Danke euch sehr für den inspirierenden Beitrag und Kommentare. 💖🙂🍀
Alles Liebe an Euch alle
Bunte Sterne und bunte Schmetterlinge
„Benita“
Danke dir für deine Gedanken! 😊
Bin grade irgendwie allgemein sprachlos und kann deshalb nicht so viel schreiben. Trotzdem wollen wir zumindest zurückmelden, dass uns dein Kommentar bewegt.
Liebe Grüße,
Sofie
Danke für deine Rückmeldung, liebe Sofie.
Herzlich
„Benita“
Widersprichst du dir nicht? Auf der einen Seite willst du ganz normal leben, wie jeder andere Mensch auch (was aber nur mit absoluter Ignoranz der Vergangenheit möglich wäre), auf der anderen Seite sagst du, Überlebende zu heißen bedeutet ein drüber wegbügeln über das, was war, und das willst du nicht…

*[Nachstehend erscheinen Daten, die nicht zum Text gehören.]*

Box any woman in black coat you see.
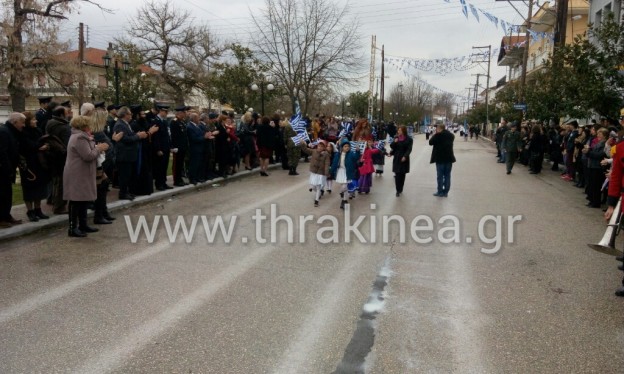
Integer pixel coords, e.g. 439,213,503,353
19,112,50,222
256,116,278,177
390,125,413,197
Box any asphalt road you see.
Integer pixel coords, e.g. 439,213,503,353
0,136,624,373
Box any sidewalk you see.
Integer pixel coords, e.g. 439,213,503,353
0,163,281,242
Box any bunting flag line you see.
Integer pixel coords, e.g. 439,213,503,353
349,141,366,152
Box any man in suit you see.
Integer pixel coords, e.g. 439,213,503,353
104,104,120,139
150,104,173,191
113,107,148,200
186,112,207,184
169,105,190,187
429,124,456,197
0,112,26,228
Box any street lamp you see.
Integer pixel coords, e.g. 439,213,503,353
102,52,130,105
336,99,351,118
251,76,275,115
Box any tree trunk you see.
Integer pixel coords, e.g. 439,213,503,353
7,0,28,112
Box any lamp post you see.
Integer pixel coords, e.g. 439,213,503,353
102,52,130,105
251,76,275,115
336,99,351,118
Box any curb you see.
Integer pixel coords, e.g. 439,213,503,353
0,163,281,241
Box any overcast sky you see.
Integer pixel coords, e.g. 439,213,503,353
58,0,527,109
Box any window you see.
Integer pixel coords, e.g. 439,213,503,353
594,10,602,27
98,74,108,87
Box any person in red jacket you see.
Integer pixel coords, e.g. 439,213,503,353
358,139,381,194
605,126,624,297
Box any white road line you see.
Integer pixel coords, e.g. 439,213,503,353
0,181,307,324
274,245,370,374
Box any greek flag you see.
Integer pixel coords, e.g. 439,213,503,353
459,0,468,19
290,100,305,133
349,142,366,152
290,132,310,145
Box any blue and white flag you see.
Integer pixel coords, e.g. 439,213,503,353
468,4,479,22
290,132,310,145
459,0,468,19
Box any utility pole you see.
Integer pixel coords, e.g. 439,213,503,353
465,87,472,110
367,35,377,122
78,22,85,108
380,44,386,121
519,0,532,104
472,44,492,126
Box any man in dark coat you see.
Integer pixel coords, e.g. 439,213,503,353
0,112,26,228
45,105,71,214
429,125,456,197
113,107,148,200
35,96,58,133
169,105,188,187
151,104,173,191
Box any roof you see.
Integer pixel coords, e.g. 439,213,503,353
55,48,158,74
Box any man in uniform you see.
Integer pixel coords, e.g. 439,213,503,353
35,96,53,134
0,112,26,228
605,109,624,297
169,105,189,187
503,121,522,174
104,104,119,139
112,107,148,200
150,104,173,191
93,101,106,111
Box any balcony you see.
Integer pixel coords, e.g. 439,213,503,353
498,46,525,66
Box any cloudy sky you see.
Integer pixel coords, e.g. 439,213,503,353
58,0,527,109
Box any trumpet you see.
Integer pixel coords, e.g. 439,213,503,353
587,197,622,256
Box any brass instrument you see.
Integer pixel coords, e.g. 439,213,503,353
587,198,622,256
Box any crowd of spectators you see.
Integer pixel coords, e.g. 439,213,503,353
494,117,624,210
0,98,397,236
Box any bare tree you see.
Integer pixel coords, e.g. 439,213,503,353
119,0,221,103
0,0,109,111
252,0,365,113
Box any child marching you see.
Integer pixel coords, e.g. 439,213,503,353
301,140,331,206
330,138,360,209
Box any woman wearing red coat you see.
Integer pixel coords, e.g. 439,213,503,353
63,116,108,237
358,139,381,194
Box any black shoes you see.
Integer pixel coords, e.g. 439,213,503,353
93,217,113,225
26,210,39,222
67,228,87,238
78,225,100,233
35,208,50,219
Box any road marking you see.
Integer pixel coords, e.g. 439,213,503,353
274,246,370,374
0,181,307,324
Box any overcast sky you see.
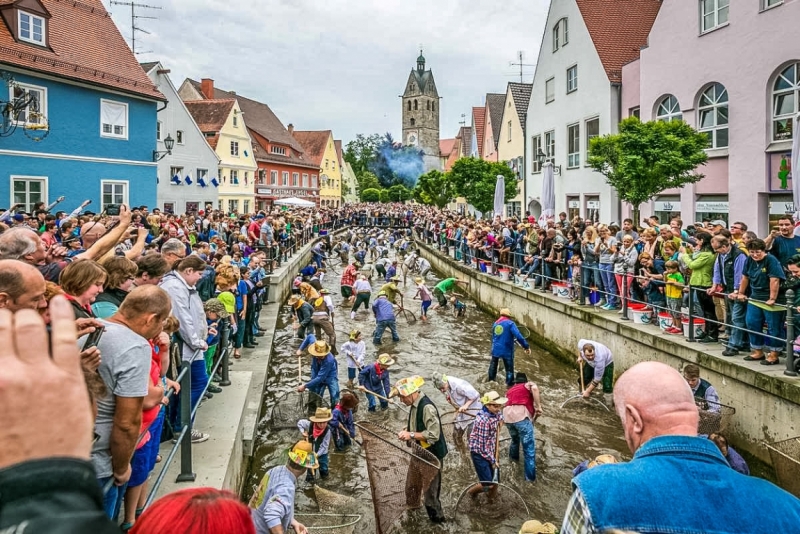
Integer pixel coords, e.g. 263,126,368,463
103,0,549,142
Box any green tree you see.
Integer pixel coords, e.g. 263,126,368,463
589,117,708,222
361,188,381,202
447,158,518,217
414,169,455,208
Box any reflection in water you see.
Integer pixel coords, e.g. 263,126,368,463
244,262,630,533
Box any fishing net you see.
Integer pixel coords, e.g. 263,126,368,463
694,398,736,434
356,422,441,534
269,390,330,429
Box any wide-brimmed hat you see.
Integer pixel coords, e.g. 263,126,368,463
481,391,508,406
308,340,331,358
308,407,333,423
375,353,394,368
394,375,425,397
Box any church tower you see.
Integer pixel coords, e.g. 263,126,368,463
403,50,441,172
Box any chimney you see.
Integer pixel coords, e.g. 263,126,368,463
200,78,214,100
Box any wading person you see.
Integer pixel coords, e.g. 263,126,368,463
503,373,542,482
578,339,614,399
395,376,447,523
489,308,531,387
468,391,508,504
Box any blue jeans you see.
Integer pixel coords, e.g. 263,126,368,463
600,263,619,306
507,419,536,482
372,319,400,345
97,480,127,522
745,303,784,351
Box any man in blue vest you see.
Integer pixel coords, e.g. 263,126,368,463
489,308,531,387
561,362,800,534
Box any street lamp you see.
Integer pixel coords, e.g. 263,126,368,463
153,134,175,162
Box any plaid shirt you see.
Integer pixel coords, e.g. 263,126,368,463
469,408,503,463
561,489,599,534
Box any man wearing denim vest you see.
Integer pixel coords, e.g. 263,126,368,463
561,362,800,534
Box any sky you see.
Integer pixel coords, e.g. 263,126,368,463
103,0,549,143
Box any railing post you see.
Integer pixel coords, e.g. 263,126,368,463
783,289,797,376
175,362,197,482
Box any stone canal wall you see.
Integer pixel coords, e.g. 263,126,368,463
419,243,800,464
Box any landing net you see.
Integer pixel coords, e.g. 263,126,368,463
356,422,441,534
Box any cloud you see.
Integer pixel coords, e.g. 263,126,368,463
104,0,549,142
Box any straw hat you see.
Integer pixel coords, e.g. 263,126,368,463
394,375,425,397
308,408,333,423
308,340,331,358
519,519,556,534
481,391,508,406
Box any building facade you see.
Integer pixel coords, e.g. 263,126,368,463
142,62,219,214
525,0,661,222
402,50,441,172
0,0,165,212
623,0,800,235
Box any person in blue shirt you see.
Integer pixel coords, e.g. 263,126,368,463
489,308,531,387
297,341,339,406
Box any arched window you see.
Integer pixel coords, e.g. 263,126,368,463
772,63,800,141
656,95,683,122
697,83,728,148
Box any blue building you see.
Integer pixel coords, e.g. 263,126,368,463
0,0,166,212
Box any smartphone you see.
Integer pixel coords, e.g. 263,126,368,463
81,327,106,352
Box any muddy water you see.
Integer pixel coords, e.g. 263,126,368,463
245,258,630,534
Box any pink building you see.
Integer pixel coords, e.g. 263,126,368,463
621,0,800,235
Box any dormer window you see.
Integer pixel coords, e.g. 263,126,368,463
18,11,45,46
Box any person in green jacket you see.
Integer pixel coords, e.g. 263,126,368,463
680,232,719,343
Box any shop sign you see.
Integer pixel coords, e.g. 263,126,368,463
694,201,728,213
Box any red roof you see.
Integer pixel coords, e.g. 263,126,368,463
0,0,166,100
576,0,661,83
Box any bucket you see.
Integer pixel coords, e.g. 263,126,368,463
681,317,706,337
658,312,672,330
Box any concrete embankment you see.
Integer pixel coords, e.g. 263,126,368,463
420,243,800,464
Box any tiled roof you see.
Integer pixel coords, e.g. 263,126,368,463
576,0,661,83
184,98,235,136
0,0,166,100
508,82,533,128
467,108,486,158
292,130,331,167
486,93,506,148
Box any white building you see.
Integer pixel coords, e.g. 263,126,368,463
142,62,219,214
525,0,661,222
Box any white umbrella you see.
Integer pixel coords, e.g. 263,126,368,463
275,197,316,208
494,174,506,217
539,162,556,226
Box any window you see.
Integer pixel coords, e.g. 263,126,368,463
100,99,128,139
567,124,581,169
656,95,683,122
19,11,45,46
567,65,578,93
700,0,730,33
585,117,600,160
531,135,542,173
697,83,728,148
11,176,47,213
100,180,128,209
772,63,800,141
10,83,47,125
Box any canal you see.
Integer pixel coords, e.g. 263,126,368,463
244,258,630,534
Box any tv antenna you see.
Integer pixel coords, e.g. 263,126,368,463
111,0,161,54
508,50,536,83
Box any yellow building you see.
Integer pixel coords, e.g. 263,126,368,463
294,130,342,207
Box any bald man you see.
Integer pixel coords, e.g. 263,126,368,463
561,362,800,534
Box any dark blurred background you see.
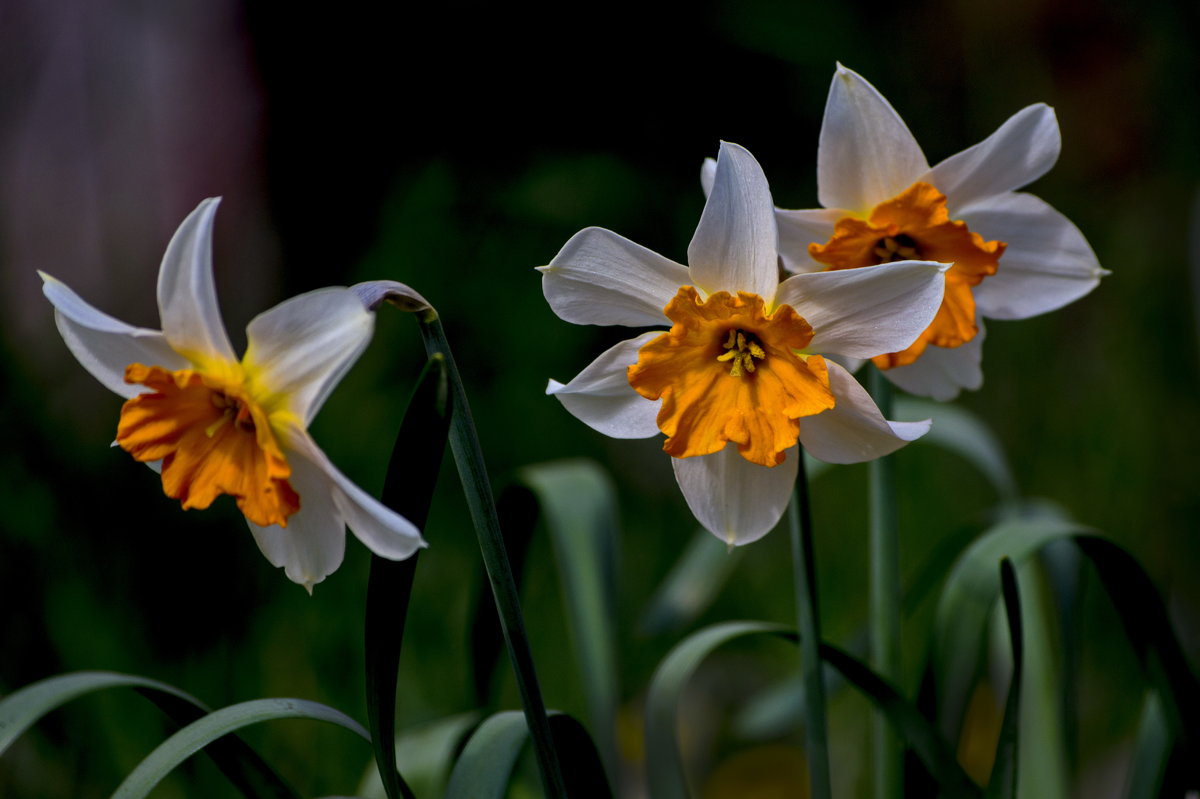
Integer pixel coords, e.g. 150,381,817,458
0,0,1200,797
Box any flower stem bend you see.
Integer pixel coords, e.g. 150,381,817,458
415,307,566,798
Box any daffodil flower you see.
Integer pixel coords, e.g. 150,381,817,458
540,144,947,546
758,65,1106,400
42,199,425,593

Wieso ist normal Leben nur mit absoluter Ignoranz der Vergangenheit möglich? Das seh ich gar nicht so. Im Gegenteil. Solange ich mich leugnen würde, wäre Lebendigkeit wahrscheinlich gar nicht machbar. Ich kann sehr wohl wissen, was meine Vergangenheit ist, dazu stehen und trotzdem ein gesundes, glückliches Leben führen ohne ständig nur von den alten Traumata eingeholt zu werden. Machen wir ja teilweise auch jetzt schon…

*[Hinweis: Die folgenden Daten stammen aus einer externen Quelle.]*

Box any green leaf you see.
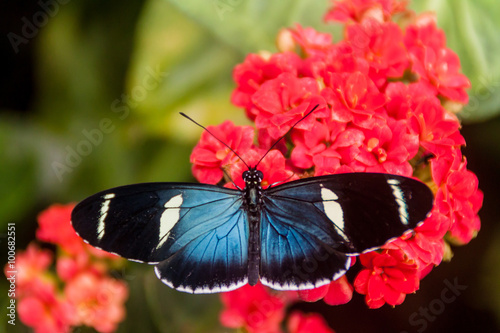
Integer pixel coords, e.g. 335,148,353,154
412,0,500,122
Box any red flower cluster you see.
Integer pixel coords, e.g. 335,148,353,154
191,0,483,324
220,284,333,333
5,204,128,333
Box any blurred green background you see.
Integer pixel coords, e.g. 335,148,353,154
0,0,500,333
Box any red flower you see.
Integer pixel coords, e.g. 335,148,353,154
298,275,353,305
351,119,418,177
384,209,450,279
436,155,483,244
220,284,287,333
324,0,408,22
321,72,386,128
346,19,409,87
252,73,329,139
64,273,128,333
405,20,470,104
287,311,334,333
288,23,332,56
4,243,53,297
354,250,419,309
231,52,302,120
191,121,254,184
36,204,85,254
17,281,75,333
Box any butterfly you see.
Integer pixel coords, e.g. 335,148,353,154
71,108,434,293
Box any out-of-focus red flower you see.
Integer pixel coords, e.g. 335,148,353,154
436,154,483,244
346,19,409,87
321,72,386,128
287,311,334,333
288,24,332,56
324,0,408,22
4,243,53,297
220,284,287,333
384,209,450,279
64,272,128,333
231,52,302,120
354,250,420,309
17,280,75,333
36,204,85,254
405,20,470,104
298,275,353,305
191,121,254,184
14,204,128,333
252,73,329,139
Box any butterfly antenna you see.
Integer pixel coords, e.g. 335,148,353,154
255,104,319,168
179,112,250,169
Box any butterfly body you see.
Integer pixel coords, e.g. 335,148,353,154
243,168,263,286
72,168,433,293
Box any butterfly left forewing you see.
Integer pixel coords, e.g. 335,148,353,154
72,183,248,293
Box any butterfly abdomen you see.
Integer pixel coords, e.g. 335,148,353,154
243,169,262,286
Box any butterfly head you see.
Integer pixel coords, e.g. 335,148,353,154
243,167,264,186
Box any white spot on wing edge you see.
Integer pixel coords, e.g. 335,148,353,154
321,186,350,242
156,194,184,249
260,257,351,291
97,193,115,240
387,179,410,225
155,266,248,294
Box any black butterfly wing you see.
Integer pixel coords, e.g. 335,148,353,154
72,183,249,293
260,173,433,290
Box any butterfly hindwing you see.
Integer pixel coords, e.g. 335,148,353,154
267,173,433,255
72,183,248,292
260,198,350,290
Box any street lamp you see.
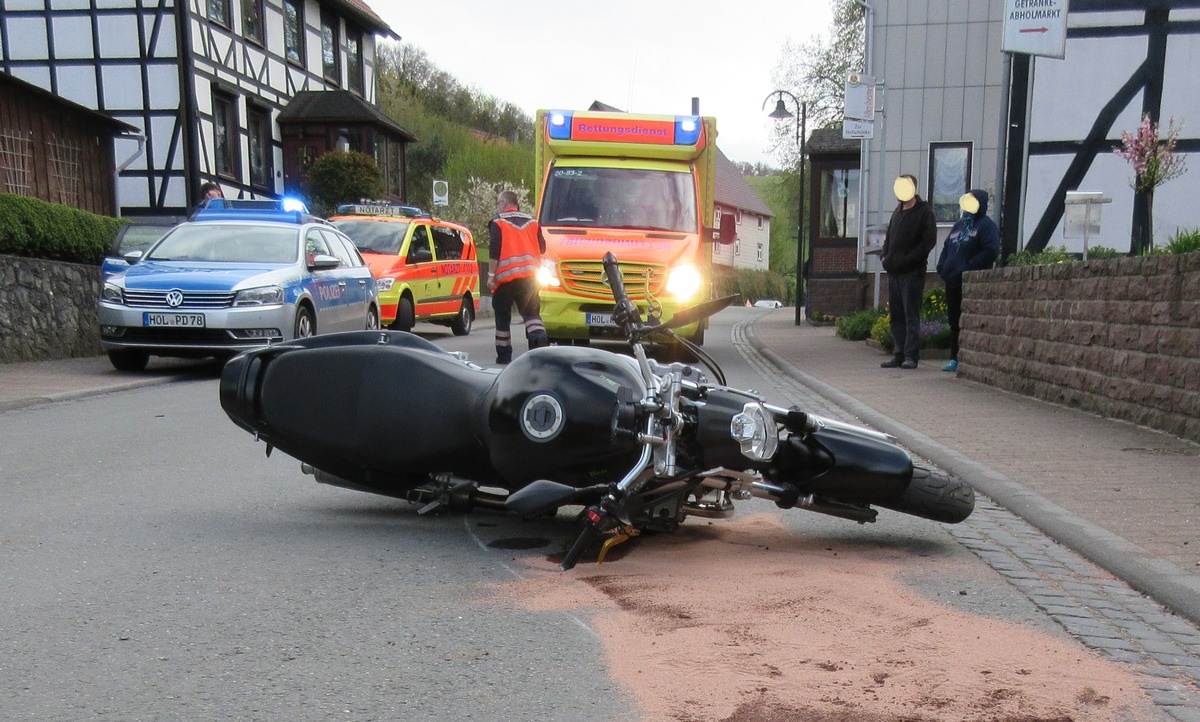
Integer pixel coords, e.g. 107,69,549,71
762,90,809,326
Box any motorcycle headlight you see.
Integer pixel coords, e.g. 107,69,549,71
100,283,124,303
233,285,283,306
538,258,563,288
667,265,703,301
730,402,779,462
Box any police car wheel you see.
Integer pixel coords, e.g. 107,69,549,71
450,299,475,336
295,306,317,338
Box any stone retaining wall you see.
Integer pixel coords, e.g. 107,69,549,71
0,255,101,363
959,253,1200,441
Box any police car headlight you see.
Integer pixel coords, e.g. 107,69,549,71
100,283,125,303
538,258,563,288
233,285,283,306
730,402,779,462
667,264,702,301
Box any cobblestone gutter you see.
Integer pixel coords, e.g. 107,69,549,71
959,253,1200,441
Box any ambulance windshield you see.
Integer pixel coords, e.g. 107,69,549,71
539,167,697,233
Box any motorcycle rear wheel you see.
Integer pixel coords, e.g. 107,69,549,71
876,465,974,524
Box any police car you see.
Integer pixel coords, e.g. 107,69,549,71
97,199,379,371
329,204,479,336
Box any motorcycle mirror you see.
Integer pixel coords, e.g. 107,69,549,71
504,479,578,517
659,294,742,329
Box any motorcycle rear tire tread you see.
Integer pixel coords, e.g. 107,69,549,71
878,465,974,524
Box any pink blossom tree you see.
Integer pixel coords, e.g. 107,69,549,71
1112,113,1187,252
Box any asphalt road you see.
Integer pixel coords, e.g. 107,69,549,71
0,308,1190,721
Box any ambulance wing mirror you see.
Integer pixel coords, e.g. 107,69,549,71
704,213,738,246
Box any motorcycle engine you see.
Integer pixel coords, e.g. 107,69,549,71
487,347,646,487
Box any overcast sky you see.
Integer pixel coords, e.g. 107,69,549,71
367,0,832,166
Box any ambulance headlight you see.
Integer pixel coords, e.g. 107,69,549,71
730,402,779,462
538,258,563,288
667,265,702,301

Bei dem Begriff Überlebende geht es mir hauptsächlich darum, dass er für mein Empfinden zu wenig von der tatsächlichen Dramatik enthält und vortäuscht ein Opfer würde nach der Tat einfach weiterleben, ohne zu sehen, dass das mit echter Lebendigkeit bis lange in den Aufarbeitungsprozess hinein nichts zu tun hat. Ich empfinde ihn als eine Art Maske für das, was tatsächlich geschehen ist und ich erwarte vom Leben mehr, als nur zu Überleben.